Many people could identify with Stabbins' sentiments , but—and hindsight is a wonderful thing—his timing was not so great. Less than two years after he quit, the British jazz scene was being refreshed, overhauled and rebooted by a new generation of musicians, many of them Black, personified by tenor saxophonist Shabaka Hutchings. Increasingly from 2015, an influential section of British jazz was once more anti-rightwing, anti-authoritarian, groundbreaking and exploratory. And the sources of inspiration for this new generation of players? Stabbins was among them.

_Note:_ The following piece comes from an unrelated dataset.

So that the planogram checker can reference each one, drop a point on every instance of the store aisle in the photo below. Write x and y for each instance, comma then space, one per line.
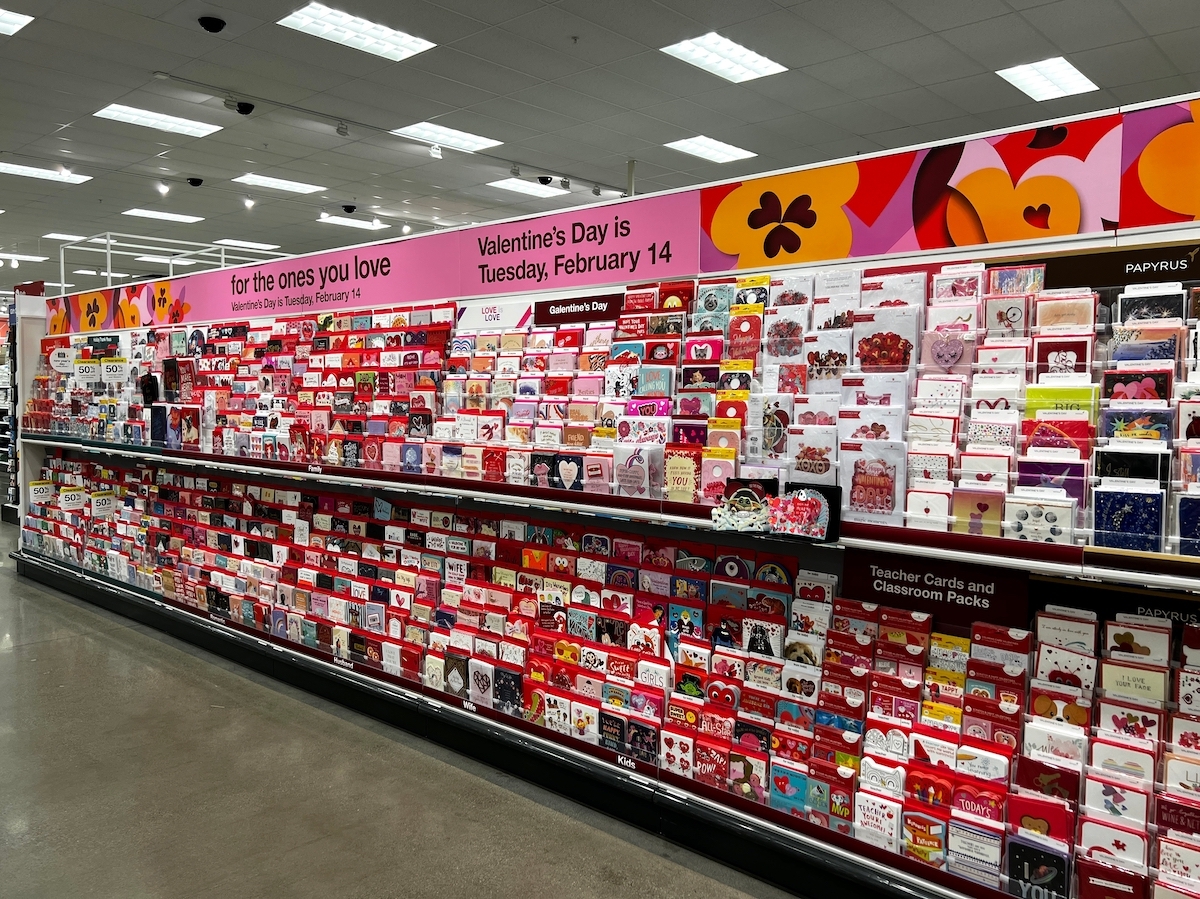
136, 766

Strangeness Oscillation picks up almost where Stabbins left off. The album is in a direct line of descent from 2009's Stonephace (Tru Thoughts), an electronica-infused set made in collaboration with West Country trip hoppers Portishead's guitarist Adrian Utley. That was "almost" where Stabbins left off because the final album he released prior to his retirement was Transcendental (Noetic, 2012), a more in-the-tradition acoustic affair featuring the great British/Bengali pianist Zoe Rahman. This kicked off with a rousing recalibration of "Africa," the John Coltrane tune which had ignited Stabbins' enthusiasm for jazz when he first heard it at the age of 13. Stabbins at the time clearly intended Transcendental to be his swan song, completing the circle as it were.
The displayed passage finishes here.